The FPI study found that immigrants concentrate in some industries, such as taxi services, dry cleaners and gas stations. They also have a large presence in lodging and restaurants.
Mexicans, the single largest group of immigrants, own the greatest number of immigrant-owned small firms. They are followed by immigrants from India, Korea, Cuba, China and Vietnam.
Immigrants from countries with relatively small numbers in the overall population, such as Greece, are disproportionately more likely to own businesses, while immigrant women are twice as likely as U.S.-born women to be business owners.

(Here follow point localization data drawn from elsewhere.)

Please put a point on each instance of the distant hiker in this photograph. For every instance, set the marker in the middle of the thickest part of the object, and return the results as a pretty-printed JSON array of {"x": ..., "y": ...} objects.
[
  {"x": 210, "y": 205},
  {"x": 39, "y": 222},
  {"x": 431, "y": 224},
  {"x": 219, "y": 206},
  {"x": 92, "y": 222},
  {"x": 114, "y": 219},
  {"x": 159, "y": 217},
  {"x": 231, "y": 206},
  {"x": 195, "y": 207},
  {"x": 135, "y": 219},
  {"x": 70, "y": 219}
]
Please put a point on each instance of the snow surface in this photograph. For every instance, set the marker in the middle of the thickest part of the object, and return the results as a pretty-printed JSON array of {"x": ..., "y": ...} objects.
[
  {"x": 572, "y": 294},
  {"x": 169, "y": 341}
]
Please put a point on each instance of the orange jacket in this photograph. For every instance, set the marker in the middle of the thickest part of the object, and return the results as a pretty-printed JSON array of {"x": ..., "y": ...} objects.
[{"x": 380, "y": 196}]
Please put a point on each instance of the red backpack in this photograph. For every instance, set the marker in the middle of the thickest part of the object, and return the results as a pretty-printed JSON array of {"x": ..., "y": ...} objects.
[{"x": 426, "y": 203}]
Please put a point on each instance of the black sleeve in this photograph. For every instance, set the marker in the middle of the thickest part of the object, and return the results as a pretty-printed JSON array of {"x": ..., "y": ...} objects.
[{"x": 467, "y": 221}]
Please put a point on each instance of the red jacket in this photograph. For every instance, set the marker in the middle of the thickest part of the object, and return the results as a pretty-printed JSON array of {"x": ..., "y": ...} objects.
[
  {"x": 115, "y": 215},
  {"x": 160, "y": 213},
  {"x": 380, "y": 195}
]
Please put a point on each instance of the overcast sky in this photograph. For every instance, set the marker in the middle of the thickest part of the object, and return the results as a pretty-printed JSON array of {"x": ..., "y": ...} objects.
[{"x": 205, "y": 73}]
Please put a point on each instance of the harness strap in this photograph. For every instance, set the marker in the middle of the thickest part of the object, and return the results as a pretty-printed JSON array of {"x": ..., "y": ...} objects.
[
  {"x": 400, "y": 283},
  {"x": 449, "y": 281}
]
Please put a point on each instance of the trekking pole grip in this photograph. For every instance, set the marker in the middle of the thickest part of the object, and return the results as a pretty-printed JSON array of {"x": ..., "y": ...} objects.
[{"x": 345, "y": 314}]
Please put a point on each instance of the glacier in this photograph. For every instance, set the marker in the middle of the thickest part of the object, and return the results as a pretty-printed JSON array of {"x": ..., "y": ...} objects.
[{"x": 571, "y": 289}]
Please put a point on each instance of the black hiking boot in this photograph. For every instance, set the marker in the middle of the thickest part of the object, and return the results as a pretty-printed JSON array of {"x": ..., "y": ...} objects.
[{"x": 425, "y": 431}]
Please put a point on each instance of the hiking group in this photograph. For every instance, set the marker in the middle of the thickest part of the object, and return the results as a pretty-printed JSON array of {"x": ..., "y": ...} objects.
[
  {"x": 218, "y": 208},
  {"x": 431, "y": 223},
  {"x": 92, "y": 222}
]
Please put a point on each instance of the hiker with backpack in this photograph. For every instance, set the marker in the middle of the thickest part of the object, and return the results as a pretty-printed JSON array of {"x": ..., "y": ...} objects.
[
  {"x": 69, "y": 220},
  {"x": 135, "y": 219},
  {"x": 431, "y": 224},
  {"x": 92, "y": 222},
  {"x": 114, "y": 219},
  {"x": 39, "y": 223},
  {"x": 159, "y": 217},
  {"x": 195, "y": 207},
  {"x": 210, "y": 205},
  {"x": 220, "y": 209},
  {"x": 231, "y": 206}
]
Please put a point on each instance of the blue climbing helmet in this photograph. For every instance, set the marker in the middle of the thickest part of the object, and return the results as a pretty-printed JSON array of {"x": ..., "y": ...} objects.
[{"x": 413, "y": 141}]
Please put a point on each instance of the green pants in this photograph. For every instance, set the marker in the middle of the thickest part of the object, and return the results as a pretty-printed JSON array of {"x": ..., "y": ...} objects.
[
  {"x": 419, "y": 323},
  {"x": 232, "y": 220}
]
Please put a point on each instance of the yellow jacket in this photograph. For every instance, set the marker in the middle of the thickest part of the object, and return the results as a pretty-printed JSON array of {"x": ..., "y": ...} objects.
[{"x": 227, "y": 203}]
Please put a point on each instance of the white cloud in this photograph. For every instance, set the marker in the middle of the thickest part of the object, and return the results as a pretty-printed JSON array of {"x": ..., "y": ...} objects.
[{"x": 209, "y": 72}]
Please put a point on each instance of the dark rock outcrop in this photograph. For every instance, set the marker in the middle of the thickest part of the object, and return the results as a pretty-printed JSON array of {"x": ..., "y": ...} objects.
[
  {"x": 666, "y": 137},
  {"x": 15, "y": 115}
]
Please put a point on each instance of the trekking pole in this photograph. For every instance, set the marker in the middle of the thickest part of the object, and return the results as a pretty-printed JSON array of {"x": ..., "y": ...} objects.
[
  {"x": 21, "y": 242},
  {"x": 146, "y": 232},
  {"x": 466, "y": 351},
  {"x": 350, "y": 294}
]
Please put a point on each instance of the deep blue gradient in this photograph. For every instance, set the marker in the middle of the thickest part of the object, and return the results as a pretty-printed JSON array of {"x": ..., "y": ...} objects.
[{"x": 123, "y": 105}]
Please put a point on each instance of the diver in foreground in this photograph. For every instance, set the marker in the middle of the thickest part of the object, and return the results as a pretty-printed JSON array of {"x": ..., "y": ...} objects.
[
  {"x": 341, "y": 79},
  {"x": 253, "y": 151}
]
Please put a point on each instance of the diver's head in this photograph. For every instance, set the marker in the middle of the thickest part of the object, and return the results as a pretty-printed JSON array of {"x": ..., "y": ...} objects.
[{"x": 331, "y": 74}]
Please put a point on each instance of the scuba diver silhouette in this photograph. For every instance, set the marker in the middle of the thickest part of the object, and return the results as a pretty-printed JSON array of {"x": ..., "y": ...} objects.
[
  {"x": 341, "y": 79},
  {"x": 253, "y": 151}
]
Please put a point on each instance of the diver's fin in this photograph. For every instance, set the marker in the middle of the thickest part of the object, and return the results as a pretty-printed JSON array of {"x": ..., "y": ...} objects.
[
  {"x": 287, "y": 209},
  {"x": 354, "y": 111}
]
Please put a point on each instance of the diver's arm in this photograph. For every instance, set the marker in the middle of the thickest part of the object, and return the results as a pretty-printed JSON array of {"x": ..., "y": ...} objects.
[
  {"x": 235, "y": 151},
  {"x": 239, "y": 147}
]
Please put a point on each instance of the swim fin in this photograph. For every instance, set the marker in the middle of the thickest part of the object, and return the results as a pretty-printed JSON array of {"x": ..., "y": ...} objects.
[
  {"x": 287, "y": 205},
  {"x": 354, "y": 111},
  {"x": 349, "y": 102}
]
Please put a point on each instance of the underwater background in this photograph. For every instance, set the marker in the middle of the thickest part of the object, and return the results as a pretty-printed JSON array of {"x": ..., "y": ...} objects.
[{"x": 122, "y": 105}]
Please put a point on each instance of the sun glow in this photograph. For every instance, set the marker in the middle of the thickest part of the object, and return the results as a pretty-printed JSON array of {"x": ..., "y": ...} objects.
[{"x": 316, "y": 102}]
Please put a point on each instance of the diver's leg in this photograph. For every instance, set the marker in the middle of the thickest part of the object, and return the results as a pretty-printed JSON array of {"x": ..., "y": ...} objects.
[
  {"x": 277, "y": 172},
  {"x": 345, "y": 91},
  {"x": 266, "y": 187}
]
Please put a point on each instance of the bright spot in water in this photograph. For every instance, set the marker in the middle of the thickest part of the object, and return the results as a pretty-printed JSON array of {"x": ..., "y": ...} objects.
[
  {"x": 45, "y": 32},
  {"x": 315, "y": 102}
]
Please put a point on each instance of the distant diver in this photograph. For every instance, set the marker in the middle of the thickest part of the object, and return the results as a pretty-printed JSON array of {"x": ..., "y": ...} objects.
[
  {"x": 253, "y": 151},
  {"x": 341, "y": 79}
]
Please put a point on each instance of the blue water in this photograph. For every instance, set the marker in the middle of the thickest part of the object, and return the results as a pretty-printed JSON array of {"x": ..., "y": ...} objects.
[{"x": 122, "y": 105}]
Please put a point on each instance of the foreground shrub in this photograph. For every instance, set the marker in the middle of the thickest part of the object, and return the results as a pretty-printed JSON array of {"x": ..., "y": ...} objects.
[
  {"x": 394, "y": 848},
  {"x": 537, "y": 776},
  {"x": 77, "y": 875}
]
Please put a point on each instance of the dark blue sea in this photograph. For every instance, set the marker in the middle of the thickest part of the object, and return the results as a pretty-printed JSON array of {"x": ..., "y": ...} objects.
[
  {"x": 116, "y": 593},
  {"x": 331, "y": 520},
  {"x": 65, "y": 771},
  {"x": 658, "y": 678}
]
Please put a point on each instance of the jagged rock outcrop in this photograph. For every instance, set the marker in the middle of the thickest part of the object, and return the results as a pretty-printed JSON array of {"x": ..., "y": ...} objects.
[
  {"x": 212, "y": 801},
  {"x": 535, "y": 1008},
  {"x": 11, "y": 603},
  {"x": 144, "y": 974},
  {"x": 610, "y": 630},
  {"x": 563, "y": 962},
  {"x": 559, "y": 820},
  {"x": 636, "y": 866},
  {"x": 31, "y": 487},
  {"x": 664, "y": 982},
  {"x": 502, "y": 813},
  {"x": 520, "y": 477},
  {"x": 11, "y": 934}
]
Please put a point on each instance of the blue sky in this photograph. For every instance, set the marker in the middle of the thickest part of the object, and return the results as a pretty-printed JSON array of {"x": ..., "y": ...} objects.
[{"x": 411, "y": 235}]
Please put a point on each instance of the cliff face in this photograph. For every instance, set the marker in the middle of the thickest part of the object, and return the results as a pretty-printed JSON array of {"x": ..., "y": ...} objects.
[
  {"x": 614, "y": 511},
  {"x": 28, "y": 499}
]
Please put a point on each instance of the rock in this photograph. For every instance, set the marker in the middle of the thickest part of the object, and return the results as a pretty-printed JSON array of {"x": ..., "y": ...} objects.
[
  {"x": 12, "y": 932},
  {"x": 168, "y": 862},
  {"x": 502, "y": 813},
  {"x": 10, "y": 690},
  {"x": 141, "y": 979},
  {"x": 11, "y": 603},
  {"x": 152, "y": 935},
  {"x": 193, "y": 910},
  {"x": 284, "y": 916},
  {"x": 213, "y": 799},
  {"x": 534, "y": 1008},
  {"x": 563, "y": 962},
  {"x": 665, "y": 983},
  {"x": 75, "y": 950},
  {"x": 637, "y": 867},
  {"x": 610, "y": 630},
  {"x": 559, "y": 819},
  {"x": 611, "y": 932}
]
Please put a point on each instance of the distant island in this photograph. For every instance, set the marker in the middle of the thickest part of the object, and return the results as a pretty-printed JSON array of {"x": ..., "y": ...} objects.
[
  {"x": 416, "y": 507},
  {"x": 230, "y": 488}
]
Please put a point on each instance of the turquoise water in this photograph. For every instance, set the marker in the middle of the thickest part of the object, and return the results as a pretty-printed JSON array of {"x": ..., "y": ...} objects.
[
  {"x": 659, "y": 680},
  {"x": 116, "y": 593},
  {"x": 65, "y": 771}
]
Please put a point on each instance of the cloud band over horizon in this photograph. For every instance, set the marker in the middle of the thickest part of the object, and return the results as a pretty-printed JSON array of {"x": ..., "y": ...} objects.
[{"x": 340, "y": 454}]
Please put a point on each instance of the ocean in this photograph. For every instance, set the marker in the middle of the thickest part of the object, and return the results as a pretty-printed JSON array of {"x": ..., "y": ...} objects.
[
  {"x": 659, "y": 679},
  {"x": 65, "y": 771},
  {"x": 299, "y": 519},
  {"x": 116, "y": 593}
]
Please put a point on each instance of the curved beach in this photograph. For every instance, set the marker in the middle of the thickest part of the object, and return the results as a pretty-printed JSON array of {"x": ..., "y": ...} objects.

The FPI found that the largest number of Indian-born small-business owners are in education, health and social services, followed by leisure and hospitality and computers and technology.
In the medical field, Indians have helped offset a shortage of primary-care doctors and dentists in some parts of the U.S.
India-born dentist Savpreet S. Dhami and his family moved to Cortland, N.Y., 35 miles from Syracuse, in 2005, where he joined an Indian-owned practice. After six years, Dr. Dhami, 48, got a $600,000 bank loan and bought a practice from a retiring dentist in nearby Cicero. Since opening in December, he has more than doubled his staff and recently invested in a $30,000 digital x-ray machine
Dr. Dhami says he hopes to bring another dentist into the practice, and in three or four years he hopes to open another practice. “Only in America can you become owner of a business like this,” he said.